Basilio Baltasar
Baltasar Porcel ha muerto a causa de un tumor cerebral y nadie podrá ponerse en su lugar. La voluptuosidad narrativa que alimenta su obra completa es inimitable y eso basta para sancionarlo como una pieza única en nuestra memoria literaria. Leo en La Vanguardia el amplio despliegue dedicado al autor de Solnegre, Cavalls cap a la fosca, El cor del senglar y no sin melancolía advierto cuánta unanimidad concita la muerte y cuánta generosidad convoca el deceso de los que se van para siempre. Miquel de Palol (El Mundo) cuenta en su necrológica lo que le dijo Porcel: "escribe sobre mí, aunque sea para ponerme verde". La anécdota revela el cainismo de la sociedad literaria catalana: una versión acerada de la tradición española. No por exceso de ferocidad sino por dictado demográfico: las comunidades pequeñas (la catalana y la mallorquina) elaboran con más dilecta destreza el arte de silenciar a los rivales. Contra esta beatería Porcel golpeó con saña: fue un individualista, un egotista, un provocador dotado, además, de un singular instinto de poder. Con la rara habilidad de granjearse enemistades eternas. La más notable, la de Juan Marsé, no es la única. Pero nada podía herir a este nietzscheano mallorquín cuando embestía con su pantagruélica voracidad periodística, literaria, política. Le fascinaba la figura del coloso en combate contra la naturaleza hostil. Y nunca creyó que la cultura hubiera apaciguado entre los hombres el fervoroso afán de dominar a los demás. En su biblioteca de San Cugat colgaba un único retrato: el de Bakunin. Aunque no creo que le interesara tanto la doctrina del aristócrata anarquista como la vocación aventurera del hombre único, osado y dispuesto a todo.
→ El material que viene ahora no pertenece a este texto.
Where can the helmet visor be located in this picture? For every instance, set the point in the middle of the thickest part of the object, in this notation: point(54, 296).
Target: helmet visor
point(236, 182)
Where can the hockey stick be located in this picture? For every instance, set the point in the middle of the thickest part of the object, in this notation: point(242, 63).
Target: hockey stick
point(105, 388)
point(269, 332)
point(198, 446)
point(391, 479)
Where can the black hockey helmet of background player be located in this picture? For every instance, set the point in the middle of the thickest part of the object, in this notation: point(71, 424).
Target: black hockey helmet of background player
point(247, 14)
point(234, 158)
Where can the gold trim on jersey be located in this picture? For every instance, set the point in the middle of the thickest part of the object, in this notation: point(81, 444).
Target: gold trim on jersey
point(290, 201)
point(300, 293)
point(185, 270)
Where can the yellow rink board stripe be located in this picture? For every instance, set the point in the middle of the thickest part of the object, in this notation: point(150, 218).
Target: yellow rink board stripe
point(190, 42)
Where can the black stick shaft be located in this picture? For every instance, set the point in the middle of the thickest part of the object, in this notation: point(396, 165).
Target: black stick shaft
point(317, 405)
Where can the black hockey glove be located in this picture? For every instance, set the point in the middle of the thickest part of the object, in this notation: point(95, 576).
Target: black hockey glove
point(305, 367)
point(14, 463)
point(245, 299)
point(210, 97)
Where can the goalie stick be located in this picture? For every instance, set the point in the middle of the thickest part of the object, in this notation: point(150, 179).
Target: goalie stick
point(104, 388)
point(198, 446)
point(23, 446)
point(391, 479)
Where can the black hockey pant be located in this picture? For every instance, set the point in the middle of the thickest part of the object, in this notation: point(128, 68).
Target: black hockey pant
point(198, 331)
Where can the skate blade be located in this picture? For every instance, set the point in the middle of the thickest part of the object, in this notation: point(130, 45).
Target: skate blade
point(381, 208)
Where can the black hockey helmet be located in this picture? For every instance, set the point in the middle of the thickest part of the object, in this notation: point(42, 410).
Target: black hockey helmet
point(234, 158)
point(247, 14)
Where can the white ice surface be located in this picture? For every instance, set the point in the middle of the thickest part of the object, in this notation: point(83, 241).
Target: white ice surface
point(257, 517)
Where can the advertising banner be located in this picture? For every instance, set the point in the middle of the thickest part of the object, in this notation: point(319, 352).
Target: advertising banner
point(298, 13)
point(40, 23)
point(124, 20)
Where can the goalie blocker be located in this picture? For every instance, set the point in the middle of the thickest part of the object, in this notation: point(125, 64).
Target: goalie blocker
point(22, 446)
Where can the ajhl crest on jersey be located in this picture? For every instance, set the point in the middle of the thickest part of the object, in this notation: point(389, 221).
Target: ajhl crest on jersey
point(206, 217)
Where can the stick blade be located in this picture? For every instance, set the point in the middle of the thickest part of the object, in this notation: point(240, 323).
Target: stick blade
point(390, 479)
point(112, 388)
Ahora recupero una escena fugaz: estamos juntos en algún lugar cerca de la plaza de Sant Jaume, en Barcelona, en un centro cultural, en 1975, Baltasar cuelga el teléfono y me dice que le han dado el Premio Prudenci Bertrana por Cavalls cap a la fosca. Me lo cuenta con una leve sonrisa dibujada bajo su perfilada barba de perilla. En sus ojos brilla la satisfacción y al mismo tiempo la certeza de una tramposa banalidad: como si en aquél momento hubiera percibido un fugaz destello del destino y se descubriera condenado a conquistar el siguiente galardón literario. Ya no quedaba otra opción: o ganar indefinidamente o hundirse en el olvido. Este vértigo no lo abandonó jamás.